The sit-down lunch involves LeeAnne reiterating over and over again, "Respect is a really big thing for me," citing all the "elderly women" at the Mad Hatter's Luncheon who were offended by Brandi's irreverence. For context, Brandi is not even present at this confrontation. LeeAnne's respectability politics are so backwards that she's sitting there telling Cary and Stephanie that Brandi's actions reflect poorly on them, and the only way to escape the judgement of the charity world is to stop associating with her.
LeeAnne is so concerned with how people perceive her that she even passes around a printout of her friend's charity world gossip blog (oh, it's a real thing), in which Brandi gets dragged through the mud for her poop hat stunt.
Both Cary and Stephanie try to explain that they aren't terribly concerned with what people think of them and that they attend charity functions to support charities. But LeeAnne goes on an "it's called appropriateness" tirade that essentially culminates in the decree that if people in Dallas society judge you, then you won't raise funds for your charities.
As fans were quick to point out, the core beliefs around which LeeAnne is basing her perceptions of propriety and respect are totally off-base.

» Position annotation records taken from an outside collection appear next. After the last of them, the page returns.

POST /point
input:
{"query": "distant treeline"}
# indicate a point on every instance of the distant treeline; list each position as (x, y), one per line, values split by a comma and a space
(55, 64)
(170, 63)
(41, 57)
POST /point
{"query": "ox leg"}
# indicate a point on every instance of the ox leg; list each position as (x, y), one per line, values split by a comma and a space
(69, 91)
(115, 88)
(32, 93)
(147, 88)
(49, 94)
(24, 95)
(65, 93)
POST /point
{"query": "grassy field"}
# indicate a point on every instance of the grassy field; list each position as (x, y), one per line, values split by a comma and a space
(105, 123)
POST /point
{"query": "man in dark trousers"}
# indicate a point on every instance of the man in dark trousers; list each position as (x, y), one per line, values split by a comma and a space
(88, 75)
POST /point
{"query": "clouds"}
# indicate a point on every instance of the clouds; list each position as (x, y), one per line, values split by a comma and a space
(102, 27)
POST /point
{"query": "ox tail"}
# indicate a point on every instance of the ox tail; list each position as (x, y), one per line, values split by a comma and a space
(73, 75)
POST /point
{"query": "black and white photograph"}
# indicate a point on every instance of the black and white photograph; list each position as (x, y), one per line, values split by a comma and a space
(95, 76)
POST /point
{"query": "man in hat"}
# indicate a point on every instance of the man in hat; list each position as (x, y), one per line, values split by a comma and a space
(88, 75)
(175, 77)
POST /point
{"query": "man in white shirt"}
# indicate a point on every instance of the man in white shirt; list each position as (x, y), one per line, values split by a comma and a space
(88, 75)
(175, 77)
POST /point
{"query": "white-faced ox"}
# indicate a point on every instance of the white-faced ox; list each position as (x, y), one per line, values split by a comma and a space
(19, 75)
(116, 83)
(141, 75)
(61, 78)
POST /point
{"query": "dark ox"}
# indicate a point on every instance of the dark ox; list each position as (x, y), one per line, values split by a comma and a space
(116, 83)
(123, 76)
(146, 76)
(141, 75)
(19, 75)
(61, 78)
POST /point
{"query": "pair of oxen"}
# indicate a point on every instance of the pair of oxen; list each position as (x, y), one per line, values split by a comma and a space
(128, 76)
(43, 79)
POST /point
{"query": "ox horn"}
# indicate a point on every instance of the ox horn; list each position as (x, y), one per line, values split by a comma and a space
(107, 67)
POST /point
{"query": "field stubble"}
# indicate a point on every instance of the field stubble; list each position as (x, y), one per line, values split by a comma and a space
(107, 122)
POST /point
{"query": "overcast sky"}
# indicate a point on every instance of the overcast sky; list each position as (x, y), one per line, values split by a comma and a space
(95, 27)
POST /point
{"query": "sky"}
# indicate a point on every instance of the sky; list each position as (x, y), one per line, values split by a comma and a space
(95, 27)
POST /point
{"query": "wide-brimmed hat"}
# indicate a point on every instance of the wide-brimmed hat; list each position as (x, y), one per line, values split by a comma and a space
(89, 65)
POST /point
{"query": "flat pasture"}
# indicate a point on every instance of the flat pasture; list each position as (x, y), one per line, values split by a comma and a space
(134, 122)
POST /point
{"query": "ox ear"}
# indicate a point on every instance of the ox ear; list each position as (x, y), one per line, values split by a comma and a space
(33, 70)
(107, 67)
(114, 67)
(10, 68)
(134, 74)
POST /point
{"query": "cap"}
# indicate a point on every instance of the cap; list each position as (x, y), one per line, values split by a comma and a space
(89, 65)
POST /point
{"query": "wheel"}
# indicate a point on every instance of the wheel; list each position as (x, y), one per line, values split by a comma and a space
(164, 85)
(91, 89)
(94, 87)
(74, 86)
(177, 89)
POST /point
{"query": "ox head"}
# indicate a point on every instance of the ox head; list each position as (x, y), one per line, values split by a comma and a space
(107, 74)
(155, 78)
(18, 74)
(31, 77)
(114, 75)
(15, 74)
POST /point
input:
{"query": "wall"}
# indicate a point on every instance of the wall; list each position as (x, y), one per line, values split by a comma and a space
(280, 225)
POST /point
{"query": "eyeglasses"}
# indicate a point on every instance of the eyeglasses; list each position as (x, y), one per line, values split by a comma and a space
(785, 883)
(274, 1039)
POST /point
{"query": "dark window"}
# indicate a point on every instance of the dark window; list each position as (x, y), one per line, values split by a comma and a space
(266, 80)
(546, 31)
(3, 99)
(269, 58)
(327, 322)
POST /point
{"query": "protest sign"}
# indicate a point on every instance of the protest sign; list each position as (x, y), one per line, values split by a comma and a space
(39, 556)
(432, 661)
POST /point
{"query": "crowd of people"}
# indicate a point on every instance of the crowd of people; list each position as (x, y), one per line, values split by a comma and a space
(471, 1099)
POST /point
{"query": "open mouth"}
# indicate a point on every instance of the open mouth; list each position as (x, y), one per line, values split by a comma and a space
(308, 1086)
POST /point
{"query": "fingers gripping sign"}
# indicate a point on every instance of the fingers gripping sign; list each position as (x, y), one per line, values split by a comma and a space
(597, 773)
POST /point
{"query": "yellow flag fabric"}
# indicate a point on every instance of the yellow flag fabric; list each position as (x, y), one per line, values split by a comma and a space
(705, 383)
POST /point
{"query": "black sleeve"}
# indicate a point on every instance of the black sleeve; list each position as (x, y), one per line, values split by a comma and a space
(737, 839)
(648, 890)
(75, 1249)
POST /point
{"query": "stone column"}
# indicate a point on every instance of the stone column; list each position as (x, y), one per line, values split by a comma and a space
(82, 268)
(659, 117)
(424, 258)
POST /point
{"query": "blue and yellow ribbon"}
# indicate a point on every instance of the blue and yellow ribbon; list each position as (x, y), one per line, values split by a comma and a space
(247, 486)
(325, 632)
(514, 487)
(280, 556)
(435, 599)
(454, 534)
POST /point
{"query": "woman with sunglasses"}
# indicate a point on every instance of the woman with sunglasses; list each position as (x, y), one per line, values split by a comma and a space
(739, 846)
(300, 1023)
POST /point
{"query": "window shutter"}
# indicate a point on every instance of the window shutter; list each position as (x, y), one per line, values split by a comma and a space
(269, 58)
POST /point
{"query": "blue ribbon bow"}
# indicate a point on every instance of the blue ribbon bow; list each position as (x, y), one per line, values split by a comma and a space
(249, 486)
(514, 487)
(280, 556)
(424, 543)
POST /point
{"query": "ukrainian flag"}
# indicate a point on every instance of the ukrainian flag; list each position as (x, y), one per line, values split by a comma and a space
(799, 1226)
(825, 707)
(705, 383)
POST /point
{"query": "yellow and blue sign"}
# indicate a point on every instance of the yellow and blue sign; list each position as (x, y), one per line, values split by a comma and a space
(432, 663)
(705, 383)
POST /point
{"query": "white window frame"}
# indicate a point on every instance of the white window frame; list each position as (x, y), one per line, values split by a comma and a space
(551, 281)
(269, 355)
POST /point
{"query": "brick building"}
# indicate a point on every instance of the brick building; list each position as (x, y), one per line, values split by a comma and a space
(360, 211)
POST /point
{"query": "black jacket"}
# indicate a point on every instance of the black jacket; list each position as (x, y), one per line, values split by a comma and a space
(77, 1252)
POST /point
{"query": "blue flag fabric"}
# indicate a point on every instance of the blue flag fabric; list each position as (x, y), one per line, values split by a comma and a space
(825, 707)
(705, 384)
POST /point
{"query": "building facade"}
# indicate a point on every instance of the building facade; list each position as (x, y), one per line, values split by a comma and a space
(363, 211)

It's not a total surprise that LeeAnne thinks this way — she's an outsider who has found her way into an elite group, and she believes that, to stay a part of that group, she has to follow its rules to the letter. But not everyone is in Dallas charity survival mode, socially speaking, or paying quite so much attention to it as a "career." To force the rest of the Housewives into her "appropriate" groupthink is only going to alienate her from the women and her from the Real Housewives of Dallas fanbase.